Do you have any references about using a benzodiazepine antagonist like flumazenil for benzodiazepine withdrawal? Because of the risky nature of even cold turkey benzodiazepine withdrawal, I cannot imagine a procedure equivalent to UROD with opiates where an antagonist is administered. Even using an NMDA antagonist like ketamine will likely not completely abolish all proconvulsant activity associated with this. Other proconvulsants like picrotoxin, PTZ and lidocaine (yes, in large doses lidocaine has proconvulsant activity) do not lose all of their activity when the NMDA receptor is blocked with a strong irreversible NMDA antagonist like ketamine or MK-801, although their seizure threshold does decrease.
It is also important to consider that inverse agonists like RO19-4603 exist for the omega (BZD) receptors. An inverse agonist causes the abstinence syndrome to occur even when there is no agonist around. The way pharmacologists have putatively accounted for this is by noting that receptors that have inverse agonists have an essential underlying basal level of activity, so a standard antagonist would appear to act like an inverse agonist, and a partial agonist would appear like an antagonist; thus flumazenil is likely a partial agonist at the omega receptor, having enough intrinsic activity that when it binds to the receptor, it stimulates it and then stays bound, blocking additional transduction until it dissociates from the receptor.
While I have used ketamine during opiate withdrawals very successfully to completely stop the withdrawal syndrome (except for their short duration of action, they would be ideal), I would expect it to help ameliorate benzodiazepine withdrawals, but I would still be concerned about seizures.

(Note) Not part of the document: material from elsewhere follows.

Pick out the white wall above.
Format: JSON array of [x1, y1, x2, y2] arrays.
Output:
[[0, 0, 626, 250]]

Clonazepam is a very good choice to use to taper off of benzodiazepines. Not only is it a benzodiazepine agonist, it also has serotonergic activity, and the 5-HT1a receptor (which is the one that Buspar binds to) helps alleviate anxiety. In addition, clonazepam has a moderate elimination half-life of the parent drug, is not very euphorigenic, has a high volume of distribution and a high alpha-distribution half-life: it is in essence the methadone of benzodiazepines.
The idea that all benzodiazepines and barbiturates all substitute for one another is being rethought. I taught this concept myself up until I tried to detox myself off of a 3 year alprazolam addiction. Staple drugs like phenobarbital and clorazepate (Tranxene) are not the best medications to use when dealing with issues like depression and rebound anxiety or panic disorder. Diazepam, which has a long half-life and a primary metabolite, desmethyldiazepam, whose elimination half-life is around 72 hours, may work well for patients who have GAD (Generalized Anxiety Disorder), but not for those who have had panic disorder. Plus Valium (diazepam) is one of the most euphorigenic benzodiazepines available. Clonazepam appears to be a good first line drug for benzodiazepine detox, and depending on the level of length of dependence, can be decreased slowly with a 20-25% decrease being well tolerated once a patient is stabilized at a given dose.